Rinse sultanas and pat dry. For the filling, wash the lemon hot, grate dry, grate the peel thinly. Halve the fruit and squeeze the juice. Peel, quarter, core and dice the apples.
Caramelise 50 g sugar in a pot until light yellow. Add apple cubes, sultanas, lemon peel and 3 tbsp. lemon juice and simmer for about 4 minutes while stirring. For the dough mix flour and baking powder.
Knead butter, quark, oil, 5 tablespoons of milk, 100 g sugar and flour mixture with the dough hooks of the hand mixer to a smooth dough. Roll out the dough on the floured work surface approx. 3 mm thin. Cut out 30 circles (approx. 8 cm Ø).

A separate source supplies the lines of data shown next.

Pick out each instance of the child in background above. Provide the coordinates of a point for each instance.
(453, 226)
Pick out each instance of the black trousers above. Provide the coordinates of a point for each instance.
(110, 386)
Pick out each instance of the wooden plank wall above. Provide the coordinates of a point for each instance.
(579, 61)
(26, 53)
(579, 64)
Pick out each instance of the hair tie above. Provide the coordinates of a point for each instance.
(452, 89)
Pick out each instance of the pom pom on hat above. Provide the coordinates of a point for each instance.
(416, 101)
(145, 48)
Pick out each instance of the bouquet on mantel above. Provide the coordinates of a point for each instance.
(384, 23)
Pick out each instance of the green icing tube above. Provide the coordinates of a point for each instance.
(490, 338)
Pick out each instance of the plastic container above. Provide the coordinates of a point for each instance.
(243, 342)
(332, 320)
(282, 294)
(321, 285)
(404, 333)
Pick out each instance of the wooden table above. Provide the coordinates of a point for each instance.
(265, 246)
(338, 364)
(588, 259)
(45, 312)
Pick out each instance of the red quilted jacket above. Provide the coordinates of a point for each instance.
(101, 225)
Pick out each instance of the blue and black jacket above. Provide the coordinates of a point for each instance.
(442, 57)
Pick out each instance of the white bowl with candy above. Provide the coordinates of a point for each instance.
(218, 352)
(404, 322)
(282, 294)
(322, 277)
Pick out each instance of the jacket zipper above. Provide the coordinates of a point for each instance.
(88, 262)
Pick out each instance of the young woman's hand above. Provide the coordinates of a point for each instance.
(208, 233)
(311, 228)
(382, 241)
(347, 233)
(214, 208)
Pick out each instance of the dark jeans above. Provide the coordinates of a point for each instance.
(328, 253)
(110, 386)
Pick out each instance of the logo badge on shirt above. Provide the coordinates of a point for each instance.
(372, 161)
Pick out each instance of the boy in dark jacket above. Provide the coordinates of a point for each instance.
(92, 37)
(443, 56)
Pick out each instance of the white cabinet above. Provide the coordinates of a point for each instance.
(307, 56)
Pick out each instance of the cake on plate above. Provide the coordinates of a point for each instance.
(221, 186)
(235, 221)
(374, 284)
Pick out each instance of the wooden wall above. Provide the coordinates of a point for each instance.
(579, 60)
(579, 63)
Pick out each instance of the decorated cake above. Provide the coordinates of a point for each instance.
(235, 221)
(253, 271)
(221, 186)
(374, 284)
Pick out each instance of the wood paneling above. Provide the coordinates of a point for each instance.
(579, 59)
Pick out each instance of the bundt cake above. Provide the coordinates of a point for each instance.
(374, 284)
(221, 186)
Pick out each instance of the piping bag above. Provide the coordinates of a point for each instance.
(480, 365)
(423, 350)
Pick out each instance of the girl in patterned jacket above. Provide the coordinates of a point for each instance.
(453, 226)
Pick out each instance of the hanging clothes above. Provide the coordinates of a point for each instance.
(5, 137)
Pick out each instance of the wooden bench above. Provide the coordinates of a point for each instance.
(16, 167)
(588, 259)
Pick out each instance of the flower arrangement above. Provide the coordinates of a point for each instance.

Spread apple compote over the circles. Spread the edges of the dough thinly with the remaining milk and fold over the dough. Press the edges of the dough lightly. Spread on two baking trays lined with baking paper and bake in the preheated oven (electric cooker: 175 °C/ convection oven: 150 °C/ gas: level 2) one after the other for about 20 minutes each.
Stir icing sugar, 1 tablespoon lemon juice and 1 tablespoon water to a smooth glaze. Take apple pockets out of the oven and spread a thin layer of prepared icing.